Taapsee Pannu’s film Rashmi Rocket brings back memories of two female Indian athletes — Olympian Dutee Chand, the national champion in the 100 metres, and Santhi Soundarajan, a track and field athlete. Both of them were ostracised and banned from the sport. Rashmi Rocket, which is set to premiere on Dussehra on an OTT platform, tackles a unique issue of hyperandrogenism, or high natural levels of testosterone in women.
The film also had Taapsee being trolled when pictures of her training on the tracks surfaced. But Taapsee is keen on breaking the glass ceiling and busting myths instead paying heed to bullies.
“These are the kind of things I really want to shatter. Who defines what is feminine and what isn’t? Is it just your muscular build that will define you if you are a female? Do you realise there are certain hormonal imbalances or abnormalities in some women and it’s not their choice? They are born with it. Those hormonal abnormalities might show on their physique and after the training, they don’t look like the female bodies we’ve allowed to grow in our minds,” she says pointedly.
Continuing in the same vein, Taapsee even asks if we’re going to ask these women to change their genetics to fit in the category of how a woman should look according to us. “And who’s anyone to snatch away the identity of a woman and say she’s not a woman or not woman enough,” she thunders.”
Complimented, not bullied
When people started telling Taapsee that her body was beginning to look like a man’s, she felt vindicated. “It was a compliment because it validated the hard work I put in for the film,” she says.
“While I was lucky not to have the kind of abnormality that these girls had to face in their life, I had to work doubly hard to get this physique so I could get into the character. But I cannot imagine how heart breaking it is for women who have these issues and then get called transgender and eunuch.”
Through most of her films, Taapsee Pannu’s been a flagbearer for women who’ve been discriminated against, be it her film Pink (2016), Saand Ki Aankh (2019), Thappad (2020) or her upcoming, Rashmi Rocket.
“I have got the privilege to extend my personal beliefs into my work. I am not an aspirational diva, wanting people to say, ‘Wow, she is so gorgeous!’ That’s not my department; mine’s to represent today’s girls as protagonists on screen. That’s been my trump card, to show how they are the heroines of themselves, and I don’t have to think too hard over how that’ll happen because I live around such characters and many issues have affected me too. It’s rather natural for me to pick up these subjects,” she adds.
Rolling it her way
Interestingly, it was Taapsee who’d chosen the subject of Rashmi Rocket first and then the maker, unlike in the past when she had to choose from what she was offered.
“I got the story in Chennai from Nanda Periyasamy, who had the story with him. He’d made a very beautiful AV and it shocked me because I follow sports and didn’t know about this subject and had to Google it; the details stunned me. I asked him to consider making the film on a national platform so that the entire country could watch it,” says Taapsee.

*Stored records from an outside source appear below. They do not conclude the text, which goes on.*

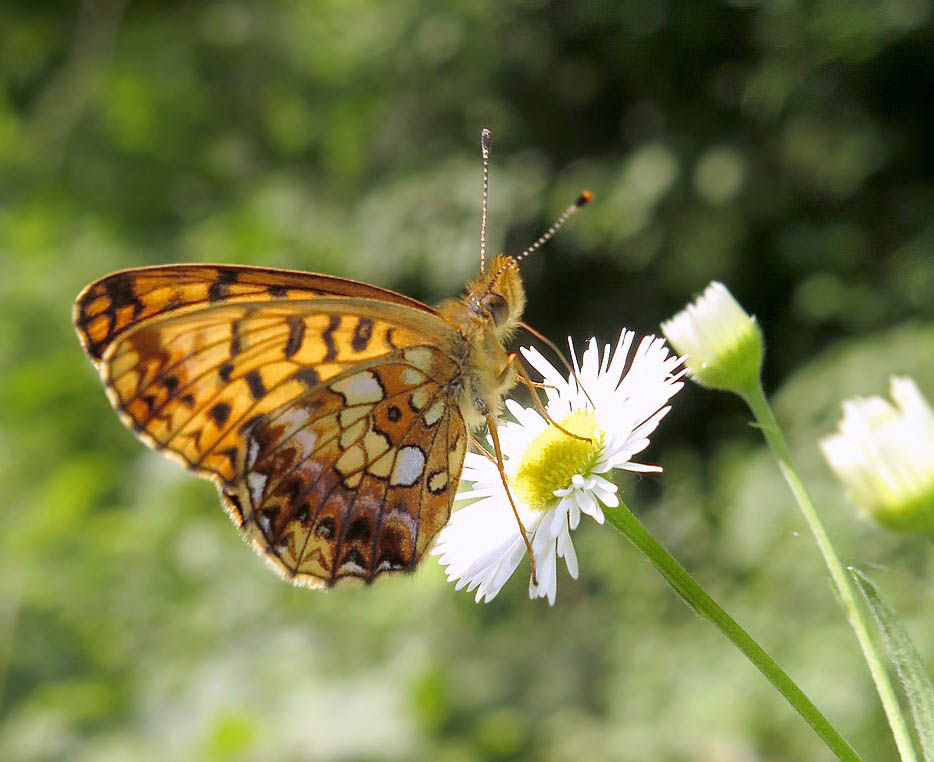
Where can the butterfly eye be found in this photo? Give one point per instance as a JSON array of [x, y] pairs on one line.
[[497, 307]]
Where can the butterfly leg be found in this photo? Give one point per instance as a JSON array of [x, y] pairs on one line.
[[524, 379], [494, 435]]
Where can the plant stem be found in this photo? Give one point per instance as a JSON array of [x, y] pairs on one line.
[[855, 613], [686, 586]]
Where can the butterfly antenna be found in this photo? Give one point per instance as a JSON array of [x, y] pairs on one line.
[[485, 139], [582, 200]]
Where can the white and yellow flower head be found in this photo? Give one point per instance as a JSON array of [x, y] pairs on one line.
[[883, 454], [554, 478], [722, 343]]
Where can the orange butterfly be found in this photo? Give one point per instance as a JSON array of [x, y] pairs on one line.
[[332, 415]]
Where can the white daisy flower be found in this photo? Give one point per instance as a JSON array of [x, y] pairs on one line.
[[883, 455], [554, 478]]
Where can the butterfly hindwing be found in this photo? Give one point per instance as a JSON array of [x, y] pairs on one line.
[[354, 480]]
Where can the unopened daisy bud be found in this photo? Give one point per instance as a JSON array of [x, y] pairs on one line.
[[722, 342], [883, 454]]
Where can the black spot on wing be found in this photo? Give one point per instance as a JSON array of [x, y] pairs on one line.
[[325, 528], [296, 325], [121, 293], [255, 381], [362, 333], [219, 289], [220, 413], [327, 336], [359, 530]]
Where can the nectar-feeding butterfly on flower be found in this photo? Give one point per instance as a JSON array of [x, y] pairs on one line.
[[333, 416]]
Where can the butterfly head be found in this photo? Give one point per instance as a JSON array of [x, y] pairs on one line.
[[498, 296]]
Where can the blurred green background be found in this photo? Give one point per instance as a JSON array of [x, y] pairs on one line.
[[783, 147]]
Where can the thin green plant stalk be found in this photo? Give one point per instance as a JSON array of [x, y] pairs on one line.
[[687, 587], [855, 613]]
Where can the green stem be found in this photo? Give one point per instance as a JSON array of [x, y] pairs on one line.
[[685, 585], [856, 614]]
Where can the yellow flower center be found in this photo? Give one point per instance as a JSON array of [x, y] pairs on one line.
[[553, 458]]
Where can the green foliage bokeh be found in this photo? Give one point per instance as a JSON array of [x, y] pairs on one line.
[[782, 147]]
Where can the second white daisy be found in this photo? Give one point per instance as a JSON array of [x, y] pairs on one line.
[[555, 478]]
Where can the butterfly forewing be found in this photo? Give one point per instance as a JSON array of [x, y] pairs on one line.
[[116, 303], [324, 409]]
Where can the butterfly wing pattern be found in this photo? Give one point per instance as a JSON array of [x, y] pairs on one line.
[[324, 409]]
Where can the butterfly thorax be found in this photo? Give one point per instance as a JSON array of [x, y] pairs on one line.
[[485, 319]]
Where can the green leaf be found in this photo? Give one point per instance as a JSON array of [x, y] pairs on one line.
[[908, 665]]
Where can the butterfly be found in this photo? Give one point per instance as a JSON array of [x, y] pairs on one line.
[[332, 415]]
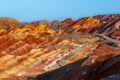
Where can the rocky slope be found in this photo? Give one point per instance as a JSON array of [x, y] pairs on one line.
[[31, 49]]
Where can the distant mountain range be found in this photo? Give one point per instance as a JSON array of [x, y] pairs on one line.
[[47, 50]]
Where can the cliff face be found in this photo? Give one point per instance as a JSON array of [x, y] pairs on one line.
[[33, 48]]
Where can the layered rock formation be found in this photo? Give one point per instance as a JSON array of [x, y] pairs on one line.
[[33, 48]]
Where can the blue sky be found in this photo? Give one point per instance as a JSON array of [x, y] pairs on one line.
[[33, 10]]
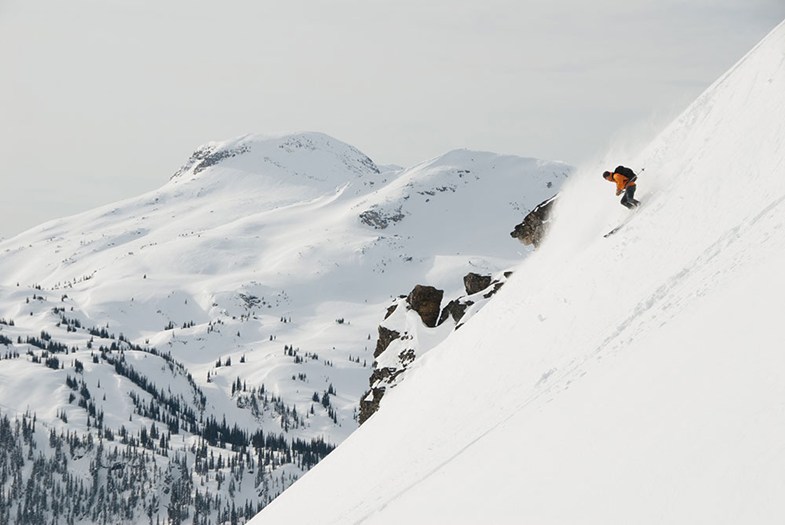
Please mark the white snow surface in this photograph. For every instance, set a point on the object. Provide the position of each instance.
(256, 245)
(638, 378)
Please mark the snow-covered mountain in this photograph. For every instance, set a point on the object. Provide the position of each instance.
(212, 339)
(631, 379)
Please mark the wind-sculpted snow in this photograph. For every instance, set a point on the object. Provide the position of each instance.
(633, 379)
(221, 329)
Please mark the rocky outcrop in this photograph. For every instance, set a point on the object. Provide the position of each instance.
(398, 343)
(534, 227)
(426, 301)
(475, 283)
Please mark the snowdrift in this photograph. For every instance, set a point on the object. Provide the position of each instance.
(633, 379)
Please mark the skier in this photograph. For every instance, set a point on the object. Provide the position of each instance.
(625, 183)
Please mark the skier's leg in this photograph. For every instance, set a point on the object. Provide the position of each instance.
(629, 197)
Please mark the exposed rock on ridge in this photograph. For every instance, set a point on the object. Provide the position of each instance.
(534, 227)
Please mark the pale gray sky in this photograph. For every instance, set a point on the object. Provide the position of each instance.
(102, 100)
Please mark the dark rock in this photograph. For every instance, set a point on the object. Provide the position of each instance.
(426, 301)
(391, 310)
(386, 336)
(534, 226)
(475, 283)
(455, 309)
(369, 404)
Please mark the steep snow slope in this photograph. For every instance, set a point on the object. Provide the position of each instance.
(634, 379)
(246, 289)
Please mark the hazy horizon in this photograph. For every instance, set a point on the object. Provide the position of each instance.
(105, 100)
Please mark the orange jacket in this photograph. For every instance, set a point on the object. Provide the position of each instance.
(621, 182)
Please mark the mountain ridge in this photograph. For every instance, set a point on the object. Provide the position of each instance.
(621, 380)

She then called her collaborator Pranjal Khandhdiya and cajoled director Akarsh Khurana over lunch at the Florence Film Festival. Thereafter, the film got made in a bigger manner and with even a studio on board.
“I never had the luxury of such an option before. Earlier, I usually chose films others rejected or films that basically came to me with a script where I was told what my character is. Earlier, I could never decide how a film should be done from seed level,” confesses the actress.